Exploratory data analysis

Communicate results

Presentations and formal reports

Third-party evaluations

Poster presentation at energy efficiency conference

Design Experiment

The experimental design for this product was complicated by the requirement that everyone who signs up for the program should participate in the program as long as they are eligible. Because of this, we couldn’t do a simple randomized control group. There were also different possible goals and metrics that needed to be studied, which often overlapped and combined in various ways. The experimental designs, therefore, were fairly complicated to communicate to the internal team, client, and evaluator, as well as to implement and monitor in the software.

For overall energy savings, we implemented an on-day/off-day design, where we randomly interspersed days without any optimization. The users’ thermostats just ran their normal schedules on these days, and we were able to use this data to predict baseline energy use and compare it to the data from days when OE was active. Throughout the years, the logic that randomly assigned these off-days changed a bit to account for carryover effects that we saw in the data, but the general idea remained intact.

On days with extreme weather, utilities would call a demand response (DR) event, where OE would do everything it could to not run the air conditioner or heater during peak hours, while still attempting to keep the user comfortable in their home. This was the main draw of OE for utilities because shifting residential energy use out of these extreme peak hours could mean the difference between having to build a new power plant or risking outages. Some utilities wanted to make sure every possible user was included in these events, even if it meant a less accurate measurement. To account for this, we allowed for two possible experimental designs on DR days. If the utility allowed it, we would randomly assign a control group for each event to serve as the baseline, otherwise, we would model a baseline from non-DR day data. The latter approach was not ideal because the baseline data would be coming from days that are fundamentally different from DR days so would introduce bias. I worked with utilities and their evaluators before each season to make sure they understood the tradeoffs of each approach.

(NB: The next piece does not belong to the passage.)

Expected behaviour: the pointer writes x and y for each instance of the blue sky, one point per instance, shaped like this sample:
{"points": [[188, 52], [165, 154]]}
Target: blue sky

Below is an example of a program’s experimental design, which measures both energy efficiency (EE) savings and DR results using the preferred design:


Analyze Energy Impact

Once the experiment had been running for a few weeks, I would run various fixed-effects regression models and report on the energy impact. During each season, I would provide results regularly to the team so they could make any necessary adjustments. Then at the end of the season, we would do more in-depth analyses to understand the full impact. In later years, the models were automated and results populated internal and external dashboards, so I was more involved in maintaining the software and interpreting any irregularities in the results. Below are some anonymized examples of reported results:


These quick-and-dirty visualizations eventually served as a starting-off point for the design team to construct the dashboards that utility clients used to monitor their programs and shaped the internal team’s understanding of the energy impact of OE.

Research User Impact

In addition to the impact on energy use, the promise of OE was that we could achieve those results while keeping the user comfortable in their home. To understand whether this was really the case we used several different research approaches:

  • Regular user surveys asking about various aspects of the program
  • In-depth user interviews
  • Quantitative analysis of behaviors captured by the thermostat (e.g. how often did users adjust the temperature when OE was active vs. when it was not)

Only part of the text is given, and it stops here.